Playing to a packed out Corporation, Future of the Left are one of the most eagerly awaited bands of the whole Tramlines festival (that is, for those of us who aren’t overjoyed at the thought of seeing Craig David or Tinchy Stryder) and so the excitement in the room is positively brimming. This gig is part of the post-Kelson Matthias tour, and so many of us are also waiting to see how the new line-up performs. It’s good, then, to see that new bassist Steven Hodson fits into Matthias’s shoes rather well, joining in with Andy Falkous’s snarling cynicism and bouts of insulting the crowd (and, more importantly, playing the bass parts rather well).
This gig turns out to be full of surprises. Firstly, Falkous unveils the new fourth member for a few new tracks. These tracks, however, prove to be uninteresting for the most part, with little of the madcap angularity or the deceptively catchy hooks we’ve grown to expect. Instead they mostly consist of straightforward hardcore thrashing, with little rhythmic or melodic deviation. The exception to this is the refreshingly bizarre destroywhitchurch.com, which features everything we expect from a FOTL song before mutating into a sparse rant for its final 3 minutes, filled with nonsensical rambling centred around spelling out the song’s title letter by letter. Secondly, there is no Manchasm, the keyboard having broken the week before. The band make no mention of this, however (I only found out from my girlfriend who saw them in Manchester on the day of the keyboard’s death), and just play on as if the song never existed. Thirdly, in a shocking move, they play three McLusky songs: Lightsabre Cocksucking Blues, To Hell With Good Intentions, and Collagen Rock. This makes one half of the audience squeal with glee and the other look nonplussed, illuminating the difference between the FOTL fans who are essentially hanging on after the demise of McLusky and the newer fans who regard the older band as an inferior version of FOTL. The decision to play these songs is a particularly surprising one, given Falkous’s previous public slatings of McLusky. Perhaps he’s finally started to like his old band again?
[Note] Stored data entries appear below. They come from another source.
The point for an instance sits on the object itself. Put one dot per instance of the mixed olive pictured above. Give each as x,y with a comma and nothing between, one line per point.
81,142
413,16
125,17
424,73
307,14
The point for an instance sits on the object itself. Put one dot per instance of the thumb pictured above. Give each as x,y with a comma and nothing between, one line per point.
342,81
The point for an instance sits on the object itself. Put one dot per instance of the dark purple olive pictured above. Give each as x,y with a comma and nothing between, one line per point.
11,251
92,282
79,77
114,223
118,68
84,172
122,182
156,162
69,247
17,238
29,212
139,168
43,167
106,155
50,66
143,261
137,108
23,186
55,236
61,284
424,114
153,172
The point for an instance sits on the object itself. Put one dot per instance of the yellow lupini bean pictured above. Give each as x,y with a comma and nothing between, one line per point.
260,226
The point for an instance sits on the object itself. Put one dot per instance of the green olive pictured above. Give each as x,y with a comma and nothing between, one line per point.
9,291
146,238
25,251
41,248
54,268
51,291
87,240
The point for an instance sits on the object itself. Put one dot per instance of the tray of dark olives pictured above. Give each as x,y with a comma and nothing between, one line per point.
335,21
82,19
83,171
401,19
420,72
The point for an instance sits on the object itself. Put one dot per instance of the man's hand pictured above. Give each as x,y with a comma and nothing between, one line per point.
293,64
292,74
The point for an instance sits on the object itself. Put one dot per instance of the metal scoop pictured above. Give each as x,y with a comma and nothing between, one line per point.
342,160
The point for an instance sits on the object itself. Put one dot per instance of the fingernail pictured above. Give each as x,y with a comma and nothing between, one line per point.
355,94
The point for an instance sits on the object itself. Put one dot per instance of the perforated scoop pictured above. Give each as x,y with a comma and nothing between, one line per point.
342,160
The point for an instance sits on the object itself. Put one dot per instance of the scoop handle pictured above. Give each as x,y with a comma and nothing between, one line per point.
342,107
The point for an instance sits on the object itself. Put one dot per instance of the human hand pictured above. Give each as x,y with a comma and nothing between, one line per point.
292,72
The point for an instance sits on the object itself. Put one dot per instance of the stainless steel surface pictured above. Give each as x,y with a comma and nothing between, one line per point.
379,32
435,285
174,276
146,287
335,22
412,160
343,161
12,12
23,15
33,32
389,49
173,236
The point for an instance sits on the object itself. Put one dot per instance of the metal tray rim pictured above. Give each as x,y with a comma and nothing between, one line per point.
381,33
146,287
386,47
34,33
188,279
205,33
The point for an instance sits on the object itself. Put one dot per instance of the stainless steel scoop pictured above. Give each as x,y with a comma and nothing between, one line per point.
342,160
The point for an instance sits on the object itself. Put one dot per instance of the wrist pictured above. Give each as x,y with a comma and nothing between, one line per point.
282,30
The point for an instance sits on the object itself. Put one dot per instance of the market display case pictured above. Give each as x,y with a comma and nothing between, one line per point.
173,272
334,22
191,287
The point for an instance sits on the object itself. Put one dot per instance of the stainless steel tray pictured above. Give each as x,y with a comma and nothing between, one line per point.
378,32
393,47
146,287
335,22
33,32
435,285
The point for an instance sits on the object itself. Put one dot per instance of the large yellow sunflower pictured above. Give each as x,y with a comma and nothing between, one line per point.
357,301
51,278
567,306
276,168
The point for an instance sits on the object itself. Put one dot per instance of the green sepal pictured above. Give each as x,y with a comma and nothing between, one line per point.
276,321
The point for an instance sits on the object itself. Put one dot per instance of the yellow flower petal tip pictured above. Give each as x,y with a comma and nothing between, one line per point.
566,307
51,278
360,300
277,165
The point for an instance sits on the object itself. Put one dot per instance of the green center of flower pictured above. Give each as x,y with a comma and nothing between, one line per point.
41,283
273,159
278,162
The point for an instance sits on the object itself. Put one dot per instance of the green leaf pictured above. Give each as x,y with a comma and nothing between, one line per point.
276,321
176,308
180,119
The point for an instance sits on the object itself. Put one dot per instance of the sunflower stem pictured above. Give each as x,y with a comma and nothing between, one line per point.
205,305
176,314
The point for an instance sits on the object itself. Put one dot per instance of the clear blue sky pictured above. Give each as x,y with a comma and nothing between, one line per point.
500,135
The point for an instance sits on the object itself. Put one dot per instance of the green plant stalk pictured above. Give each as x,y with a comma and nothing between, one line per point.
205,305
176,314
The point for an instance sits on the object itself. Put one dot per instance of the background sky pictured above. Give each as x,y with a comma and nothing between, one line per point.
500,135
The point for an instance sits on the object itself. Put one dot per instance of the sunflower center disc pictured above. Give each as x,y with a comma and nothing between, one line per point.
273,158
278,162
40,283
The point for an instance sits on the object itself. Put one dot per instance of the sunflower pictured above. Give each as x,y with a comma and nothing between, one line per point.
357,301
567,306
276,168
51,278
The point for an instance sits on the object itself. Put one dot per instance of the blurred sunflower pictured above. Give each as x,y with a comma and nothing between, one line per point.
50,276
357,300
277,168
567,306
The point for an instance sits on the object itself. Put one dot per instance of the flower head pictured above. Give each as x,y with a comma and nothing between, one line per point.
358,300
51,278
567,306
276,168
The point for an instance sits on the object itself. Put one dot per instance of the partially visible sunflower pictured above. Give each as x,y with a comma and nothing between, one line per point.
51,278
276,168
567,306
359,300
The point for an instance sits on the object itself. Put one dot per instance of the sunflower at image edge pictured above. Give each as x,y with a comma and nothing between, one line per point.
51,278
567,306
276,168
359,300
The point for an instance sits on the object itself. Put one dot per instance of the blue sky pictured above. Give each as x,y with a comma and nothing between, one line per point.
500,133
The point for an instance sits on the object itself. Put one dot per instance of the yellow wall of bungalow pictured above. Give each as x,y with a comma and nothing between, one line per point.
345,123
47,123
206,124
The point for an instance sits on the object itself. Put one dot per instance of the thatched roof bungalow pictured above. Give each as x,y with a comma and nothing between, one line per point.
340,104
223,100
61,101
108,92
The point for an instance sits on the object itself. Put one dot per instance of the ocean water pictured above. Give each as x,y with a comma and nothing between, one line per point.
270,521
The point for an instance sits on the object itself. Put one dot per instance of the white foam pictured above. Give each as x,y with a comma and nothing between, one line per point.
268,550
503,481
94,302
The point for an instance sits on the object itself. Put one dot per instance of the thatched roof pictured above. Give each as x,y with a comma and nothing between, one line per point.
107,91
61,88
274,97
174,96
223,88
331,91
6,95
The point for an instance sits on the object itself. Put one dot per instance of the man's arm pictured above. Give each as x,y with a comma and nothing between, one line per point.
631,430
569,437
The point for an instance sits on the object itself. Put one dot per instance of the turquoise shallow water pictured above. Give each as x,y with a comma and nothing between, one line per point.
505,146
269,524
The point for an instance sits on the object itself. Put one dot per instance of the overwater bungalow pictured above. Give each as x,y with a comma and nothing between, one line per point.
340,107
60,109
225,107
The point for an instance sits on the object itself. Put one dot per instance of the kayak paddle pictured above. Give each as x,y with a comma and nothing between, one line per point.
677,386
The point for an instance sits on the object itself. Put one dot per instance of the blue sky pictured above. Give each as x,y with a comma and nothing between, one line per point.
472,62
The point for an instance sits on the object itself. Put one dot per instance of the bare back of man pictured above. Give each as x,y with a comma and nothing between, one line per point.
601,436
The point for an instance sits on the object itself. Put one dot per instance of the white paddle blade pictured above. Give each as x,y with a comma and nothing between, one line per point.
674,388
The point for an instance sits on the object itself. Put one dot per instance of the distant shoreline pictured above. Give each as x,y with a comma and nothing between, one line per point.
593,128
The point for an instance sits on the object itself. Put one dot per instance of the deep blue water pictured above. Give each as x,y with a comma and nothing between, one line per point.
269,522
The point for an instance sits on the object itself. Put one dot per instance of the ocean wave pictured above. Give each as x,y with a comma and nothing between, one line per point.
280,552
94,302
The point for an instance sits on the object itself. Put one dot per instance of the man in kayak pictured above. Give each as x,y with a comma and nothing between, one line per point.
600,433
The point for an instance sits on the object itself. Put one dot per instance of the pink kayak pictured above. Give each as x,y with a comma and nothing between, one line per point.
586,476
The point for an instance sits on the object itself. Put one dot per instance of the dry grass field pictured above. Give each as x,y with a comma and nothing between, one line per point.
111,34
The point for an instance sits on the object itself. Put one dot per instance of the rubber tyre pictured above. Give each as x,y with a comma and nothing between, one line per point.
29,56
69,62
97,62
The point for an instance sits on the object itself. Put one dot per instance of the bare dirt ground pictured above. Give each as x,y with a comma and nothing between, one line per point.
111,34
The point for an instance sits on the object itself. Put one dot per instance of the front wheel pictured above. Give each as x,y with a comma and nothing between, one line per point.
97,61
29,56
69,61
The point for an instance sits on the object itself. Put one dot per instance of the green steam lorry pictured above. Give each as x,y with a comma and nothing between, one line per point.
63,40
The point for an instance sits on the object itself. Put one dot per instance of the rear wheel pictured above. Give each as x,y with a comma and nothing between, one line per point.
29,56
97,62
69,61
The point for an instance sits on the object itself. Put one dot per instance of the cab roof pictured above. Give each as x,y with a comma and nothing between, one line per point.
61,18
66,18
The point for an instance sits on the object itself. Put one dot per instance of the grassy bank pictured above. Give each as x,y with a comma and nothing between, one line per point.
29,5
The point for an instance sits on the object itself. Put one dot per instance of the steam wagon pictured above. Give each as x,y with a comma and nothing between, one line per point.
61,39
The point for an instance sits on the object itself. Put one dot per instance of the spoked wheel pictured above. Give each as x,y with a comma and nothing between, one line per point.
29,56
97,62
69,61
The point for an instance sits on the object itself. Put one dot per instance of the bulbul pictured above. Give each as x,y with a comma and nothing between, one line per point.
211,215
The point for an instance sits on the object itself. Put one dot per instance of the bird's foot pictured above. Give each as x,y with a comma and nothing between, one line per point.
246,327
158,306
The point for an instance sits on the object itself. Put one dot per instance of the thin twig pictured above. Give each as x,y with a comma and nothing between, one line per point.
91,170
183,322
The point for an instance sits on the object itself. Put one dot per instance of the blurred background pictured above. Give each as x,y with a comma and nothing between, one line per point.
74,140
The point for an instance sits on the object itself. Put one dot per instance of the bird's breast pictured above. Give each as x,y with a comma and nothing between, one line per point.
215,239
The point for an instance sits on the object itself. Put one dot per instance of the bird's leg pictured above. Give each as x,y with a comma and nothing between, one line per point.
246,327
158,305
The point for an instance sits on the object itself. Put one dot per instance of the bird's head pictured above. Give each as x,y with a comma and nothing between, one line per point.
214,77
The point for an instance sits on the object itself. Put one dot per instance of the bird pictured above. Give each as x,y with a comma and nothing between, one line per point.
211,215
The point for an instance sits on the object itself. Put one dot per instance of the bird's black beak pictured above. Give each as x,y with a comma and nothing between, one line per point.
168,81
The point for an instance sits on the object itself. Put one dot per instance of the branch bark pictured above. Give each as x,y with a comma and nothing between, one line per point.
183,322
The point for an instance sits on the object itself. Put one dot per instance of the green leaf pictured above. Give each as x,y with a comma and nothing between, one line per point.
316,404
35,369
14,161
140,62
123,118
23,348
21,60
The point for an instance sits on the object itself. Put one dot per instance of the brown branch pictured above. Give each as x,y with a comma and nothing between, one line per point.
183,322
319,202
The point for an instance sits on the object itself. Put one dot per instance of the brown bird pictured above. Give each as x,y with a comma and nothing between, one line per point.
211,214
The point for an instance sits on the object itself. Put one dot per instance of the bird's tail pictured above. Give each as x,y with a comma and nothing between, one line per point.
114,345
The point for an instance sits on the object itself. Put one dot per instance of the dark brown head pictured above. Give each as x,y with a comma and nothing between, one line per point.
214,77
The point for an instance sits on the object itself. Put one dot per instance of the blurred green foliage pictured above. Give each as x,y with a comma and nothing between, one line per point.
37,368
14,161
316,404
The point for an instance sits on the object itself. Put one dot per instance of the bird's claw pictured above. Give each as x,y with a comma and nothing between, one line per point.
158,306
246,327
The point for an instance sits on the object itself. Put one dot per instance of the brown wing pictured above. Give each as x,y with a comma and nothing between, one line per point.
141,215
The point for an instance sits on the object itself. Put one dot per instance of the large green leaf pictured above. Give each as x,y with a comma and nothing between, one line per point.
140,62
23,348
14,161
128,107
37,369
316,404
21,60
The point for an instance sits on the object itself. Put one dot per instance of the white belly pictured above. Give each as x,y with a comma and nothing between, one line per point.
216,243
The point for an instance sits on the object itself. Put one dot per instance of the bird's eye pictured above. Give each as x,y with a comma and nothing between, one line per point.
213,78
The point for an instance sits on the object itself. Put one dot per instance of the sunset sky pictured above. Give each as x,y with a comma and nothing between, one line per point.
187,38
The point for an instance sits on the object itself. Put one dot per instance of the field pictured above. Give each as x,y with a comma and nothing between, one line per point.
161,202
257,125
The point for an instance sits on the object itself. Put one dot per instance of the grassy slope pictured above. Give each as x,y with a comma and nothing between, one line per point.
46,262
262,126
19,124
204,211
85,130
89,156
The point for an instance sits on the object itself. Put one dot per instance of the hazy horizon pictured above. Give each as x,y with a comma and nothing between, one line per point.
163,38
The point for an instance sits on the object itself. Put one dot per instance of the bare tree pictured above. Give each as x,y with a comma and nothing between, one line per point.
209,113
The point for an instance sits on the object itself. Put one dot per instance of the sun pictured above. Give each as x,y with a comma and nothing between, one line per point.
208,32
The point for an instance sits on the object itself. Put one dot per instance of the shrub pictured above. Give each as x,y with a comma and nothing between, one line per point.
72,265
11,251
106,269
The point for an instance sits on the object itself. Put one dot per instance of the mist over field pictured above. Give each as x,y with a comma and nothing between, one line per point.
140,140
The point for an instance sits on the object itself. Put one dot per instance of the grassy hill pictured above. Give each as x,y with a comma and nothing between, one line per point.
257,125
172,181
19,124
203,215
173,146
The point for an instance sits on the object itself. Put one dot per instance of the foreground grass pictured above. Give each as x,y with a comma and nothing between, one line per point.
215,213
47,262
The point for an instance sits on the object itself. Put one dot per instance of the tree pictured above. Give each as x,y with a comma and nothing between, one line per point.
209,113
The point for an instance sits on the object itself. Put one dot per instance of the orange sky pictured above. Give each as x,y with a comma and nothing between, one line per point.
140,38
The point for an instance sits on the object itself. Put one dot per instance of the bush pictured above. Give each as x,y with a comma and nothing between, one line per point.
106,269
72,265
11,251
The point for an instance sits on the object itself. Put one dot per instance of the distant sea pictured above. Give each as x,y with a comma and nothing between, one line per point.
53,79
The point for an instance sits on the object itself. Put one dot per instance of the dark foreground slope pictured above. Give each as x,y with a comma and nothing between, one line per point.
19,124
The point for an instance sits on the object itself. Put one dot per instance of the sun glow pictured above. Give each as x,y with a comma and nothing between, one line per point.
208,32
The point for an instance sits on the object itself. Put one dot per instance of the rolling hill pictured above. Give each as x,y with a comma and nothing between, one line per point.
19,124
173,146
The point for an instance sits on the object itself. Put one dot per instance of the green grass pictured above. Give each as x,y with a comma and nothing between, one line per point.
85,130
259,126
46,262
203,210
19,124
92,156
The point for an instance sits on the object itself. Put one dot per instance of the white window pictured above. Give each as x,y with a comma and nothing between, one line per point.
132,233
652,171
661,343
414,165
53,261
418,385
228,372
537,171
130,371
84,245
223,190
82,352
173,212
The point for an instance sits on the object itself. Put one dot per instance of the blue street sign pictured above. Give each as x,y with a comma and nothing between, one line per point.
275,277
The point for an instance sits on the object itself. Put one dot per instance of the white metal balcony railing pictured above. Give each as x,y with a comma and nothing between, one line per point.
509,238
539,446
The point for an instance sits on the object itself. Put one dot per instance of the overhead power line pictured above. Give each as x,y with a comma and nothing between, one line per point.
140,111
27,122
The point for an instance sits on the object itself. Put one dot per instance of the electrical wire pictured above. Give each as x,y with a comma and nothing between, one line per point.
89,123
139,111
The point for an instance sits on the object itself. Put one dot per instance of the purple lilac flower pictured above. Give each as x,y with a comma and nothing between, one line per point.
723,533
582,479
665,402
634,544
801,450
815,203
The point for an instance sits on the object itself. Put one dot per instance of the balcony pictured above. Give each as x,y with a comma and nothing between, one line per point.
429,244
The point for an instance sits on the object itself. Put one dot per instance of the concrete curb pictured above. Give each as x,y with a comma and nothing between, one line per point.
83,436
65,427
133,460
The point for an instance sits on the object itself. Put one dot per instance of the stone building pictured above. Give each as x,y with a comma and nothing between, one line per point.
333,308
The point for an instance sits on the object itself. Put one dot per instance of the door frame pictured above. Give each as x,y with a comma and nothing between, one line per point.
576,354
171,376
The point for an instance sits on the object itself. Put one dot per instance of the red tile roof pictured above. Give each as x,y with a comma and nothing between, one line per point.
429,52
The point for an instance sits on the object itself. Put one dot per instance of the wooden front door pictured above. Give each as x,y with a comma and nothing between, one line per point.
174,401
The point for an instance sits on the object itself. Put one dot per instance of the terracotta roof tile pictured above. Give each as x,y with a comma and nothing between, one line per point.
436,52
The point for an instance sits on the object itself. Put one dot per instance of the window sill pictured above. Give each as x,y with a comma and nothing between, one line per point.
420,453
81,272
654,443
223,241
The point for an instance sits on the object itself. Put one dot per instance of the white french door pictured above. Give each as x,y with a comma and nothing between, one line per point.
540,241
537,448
Despite all this, the main thing that has stayed in my mind since this gig is how much Falkous sweats on stage. Seriously, he is like a tap. He just GUSHES. I’ve seen my fair share of bands who throw every last bit of energy they have into their performances; screaming, jumping, dancing, hitting, running etc., sweating copiously the whole way through, but nothing quite prepared me for the sweaty onslaught of Andy Falkous.